Une expertise médicale amiable a été effectuée le 19 février 2024 par le docteur [W] [Z], représentant la compagnie MATMUT. Le rapport d’expertise, rendu le 22 février 2024, a conclu à l’absence de consolidation de Monsieur [V]. L’imputabilité des fractures de la diaphyse fémorale gauche, de la clavicule droite et de la scapula gauche, de la mandibule et de la coiffe de l’épaule gauche a été retenue, les trois premières ayant été constatées par le certificat médical initial, la fracture de la mandibule étant découverte lors du séjour en service de rééducation, l’imputabilité de la fracture de la coiffe de l’épaule gauche étant quant à elle, justifiée par la continuité évolutive et la survenue du diagnostic après l’immobilisation.
Le 22 août 2024, Monsieur [V] a accepté une offre provisionnelle formulée par la MATMUT au titre des dépenses de santés actuelles et des pertes de gains professionnels actuels d’un montant de 7.467,86 €.
Par acte de commissaire de justice du 21 janvier 2025, Monsieur [V] a fait assigner L’OLIVIER ASSURANCE, la MATMUT, la mutuelle ASAF& AFPS et la CPAM d’Eure et Loir, devant le président du tribunal judiciaire de Chartres, statuant en référé.
Il sollicite de voir ordonner une mesure d’expertise médicale judiciaire, sur le fondement de l’article 145 du code de procédure civile, de condamner in solidum les sociétés L’OLIVIER ASSURANCE et la MATMUT à lui verser une provision de 50 000 euros à valoir sur l’indemnisation définitive de ses préjudices ainsi qu’à lui payer la somme de 2 500 euros sur le fondement des dispositions de l’article 700 du code de procédure civile, de statuer ce que de droit sur les dépens et de déclarer la décision à intervenir commune et opposable à la CPAM et à la mutuelle ASAF & AFPS.
A l’audience du 28 avril 2025, Monsieur [V] comparait par son avocat et maintient ses demandes.
La MATMUT comparait par son avocat et sollicite à titre principal sa mise hors de cause au motif que l’action est uniquement fondée sur les dispositions de la loi du 5 juillet 1985. A titre subsidiaire, elle sollicite que son intervention soit limitée aux garanties contractuelles souscrites par le demandeur.

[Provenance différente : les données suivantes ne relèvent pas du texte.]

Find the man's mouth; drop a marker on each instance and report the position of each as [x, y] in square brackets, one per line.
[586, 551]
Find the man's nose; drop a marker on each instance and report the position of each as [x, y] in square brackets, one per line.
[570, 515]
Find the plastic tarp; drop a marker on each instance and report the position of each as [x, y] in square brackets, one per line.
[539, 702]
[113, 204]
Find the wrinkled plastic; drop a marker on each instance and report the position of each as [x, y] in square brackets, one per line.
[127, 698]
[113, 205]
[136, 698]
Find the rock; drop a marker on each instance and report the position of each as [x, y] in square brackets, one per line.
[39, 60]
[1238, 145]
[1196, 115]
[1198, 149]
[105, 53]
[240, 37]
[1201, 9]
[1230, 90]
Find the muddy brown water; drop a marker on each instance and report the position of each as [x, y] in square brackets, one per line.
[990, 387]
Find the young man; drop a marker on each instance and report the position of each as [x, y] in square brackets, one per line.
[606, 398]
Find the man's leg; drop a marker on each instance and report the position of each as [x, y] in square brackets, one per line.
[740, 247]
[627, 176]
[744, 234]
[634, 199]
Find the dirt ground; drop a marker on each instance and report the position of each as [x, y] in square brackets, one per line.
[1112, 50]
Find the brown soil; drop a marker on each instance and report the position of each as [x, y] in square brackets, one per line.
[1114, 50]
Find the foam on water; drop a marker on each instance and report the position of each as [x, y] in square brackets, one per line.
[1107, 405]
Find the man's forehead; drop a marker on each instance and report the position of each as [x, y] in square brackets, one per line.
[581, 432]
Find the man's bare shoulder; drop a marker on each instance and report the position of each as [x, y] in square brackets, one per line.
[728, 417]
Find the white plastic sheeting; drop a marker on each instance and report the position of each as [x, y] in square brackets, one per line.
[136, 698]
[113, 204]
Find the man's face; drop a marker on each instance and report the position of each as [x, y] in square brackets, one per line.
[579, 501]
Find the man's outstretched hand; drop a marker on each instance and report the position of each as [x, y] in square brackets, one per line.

En tout état de cause, elle demande au juge des référés de condamner le demandeur à lui verser la somme de 1 200 € au titre de l’article 700 du code de procédure civile et de mettre les dépens à sa charge.
La compagnie L’OLIVIER ASSURANCE comparait par son avocat et demande au juge des référés d’ordonner une expertise judiciaire, qui sera confiée à un collège d’experts spécialisés en dommage corporel et en chirurgie orthopédique et traumatologique des membres supérieurs, selon une mission DINTILHAC. Elle sollicite du tribunal, en outre, de lui donner acte qu’elle propose de verser la somme de 22 000 € au titre de la provision à valoir sur le préjudice corporel de Monsieur [V]. Elle conclut, enfin, au débouté de Monsieur [V] de sa demande sur le fondement de l’article 700 du code de procédure civile.
Par courrier en date du 31 mars 2025, la CPAM d’Eure et Loire indique qu’elle n’entend pas intervenir dans la procédure. Elle n’a pas comparu à l’audience.
La Mutuelle ASAF&AFPS, bien que régulièrement assignée, ne comparait pas.
L’affaire a été mise en délibéré au 26 mai 2025.
MOTIFS DE LA DÉCISION
Sur la demande d’expertise judiciaire
En application de l’article 145 du code de procédure civile, s’il existe un motif légitime de conserver ou d’établir avant tout procès la preuve de faits dont pourrait dépendre la solution d’un litige, les mesures d’instruction légalement admissibles peuvent être ordonnées à la demande de tout intéressé, sur requête ou en référé.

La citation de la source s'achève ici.